Lastly. Why are you starting a business? Have you just had enough of where you are working? Is it that you can’t face another job interview? Maybe you’re seeing the business you work for charge your time out at £50 per hour and you’re only getting paid £10 (There’s a good reason for this). Whatever your reason, make sure you’re honest with yourself. I knew that I was interested in self-employment because I was running a part-time business years before in the RAF and loved it. However my main motivation was not having to do interviews that I would get rejected from. I put my family at a real risk of homelessness, just because I couldn’t answer these few questions, oh, and because I was an idiot, funding a business.
I’ve started to sort my emails. There are about 10,000 of them and so this is not a simple task. However, most of them will be deleted. Fortunately, I have a few years worth of emails from my self to my coach, all those years ago. It was a time I was going through a hard time and felt adrift in a rough business ocean.
It was a time that I lacked any confidence that I’d ever get out of my financial mess (more of that later). Needless to say, I was up to my neck in it and regretted ever leaving the RAF.
This is a short piece that I wrote, back in 2011. It’s pretty desperate.
A rough business ocean
‘Imagine, if you can, you’re in a large sailing boat, its been your home now longer than you can remember. It’s your own design and you built it.
The proudest, most exciting time was when your family and friends watched you launch it, “good luck, you’re so brave, I never knew you were a boat builder!” it was a dream come true, master of your own destiny.
So you made your way out of the harbour, the water was calm and you had endless energy to check the stores, paint the deck and you looked forward to getting some distance from the shore.
“we’re just going to see what happens ” Is the reply you give when people ask “ where were you going?”
You’d not really known thought about this.
“How long was the voyage? “
Again, this hadn’t seemed important all those months and years ago.
Gradually, you did make your way further. You were so heads down working away that after a while you realised. You were in open water.
The swell grew and lately you notice that the boat rocks and rolls and you fear it’s going to tip over if the next wave is any bigger.
But there’s something more worrying. Water is seeping through the wooden joins of the boat. There had alway been a little water at the end of the day, but lately its worse, you are spending more and more time balling out the water. How could it be that you found yourself so adrift in this rough business ocean?
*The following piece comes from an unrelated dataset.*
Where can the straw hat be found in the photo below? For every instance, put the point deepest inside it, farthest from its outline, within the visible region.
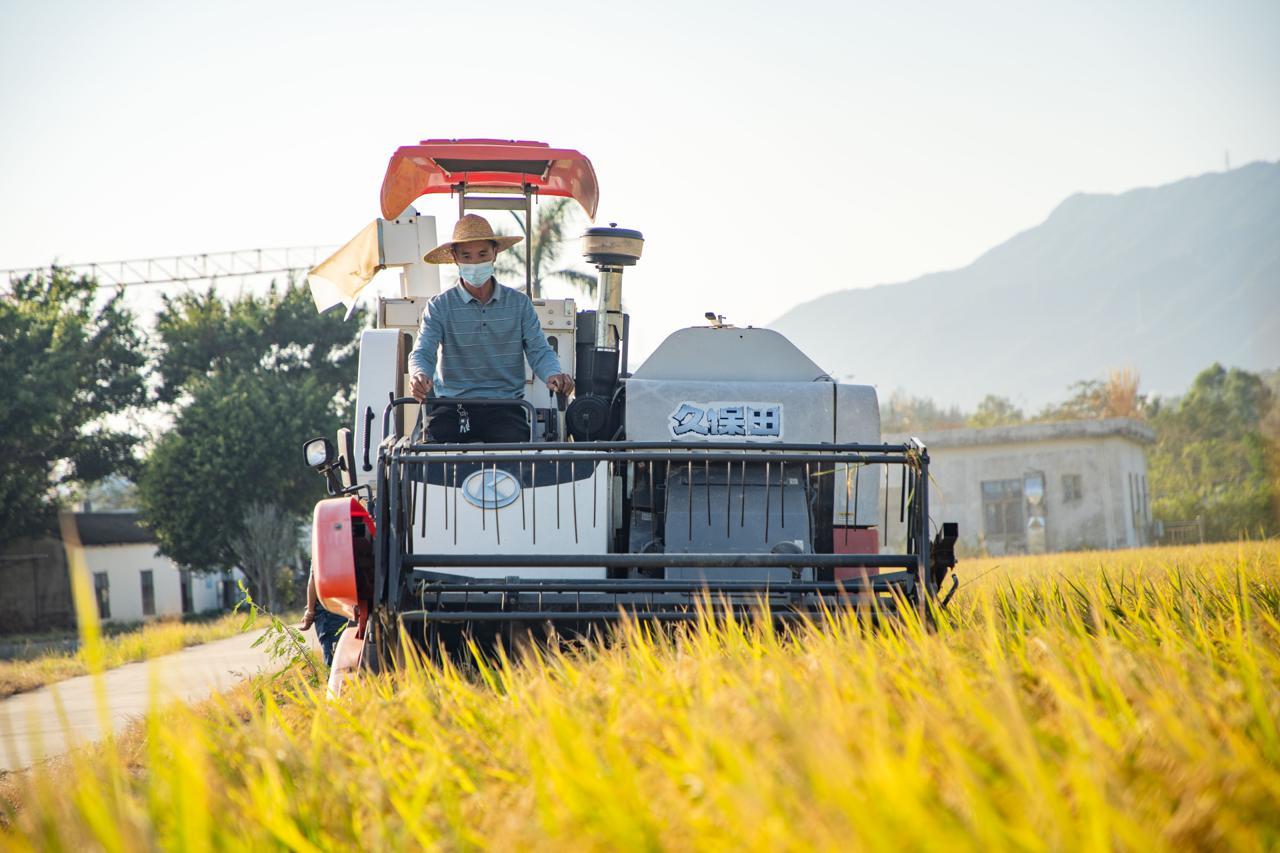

You thought that it was easy to build a boat, you read a few books, followed some of the advice, but there was alot to read and in the end you just wanted to get going. So now you’re miles from the shore, you’re all alone, even if you knew where to steer the boat, you couldn’t because you’d spend all day baling.
Without the time to be a helmsman, the boat simply drifts, from one storm to the next. There are things in the boat that would help, but you don’t have the skills to use them, or the time to learn. If you could just turn back the time, you would have done it all so differently.’
Being out of control, is what a rough business ocean feels like. There doesn’t feel like theres any hope, or help around. Its a common feeling and one you need to be prepared for, then hopefully you’ll never feel it.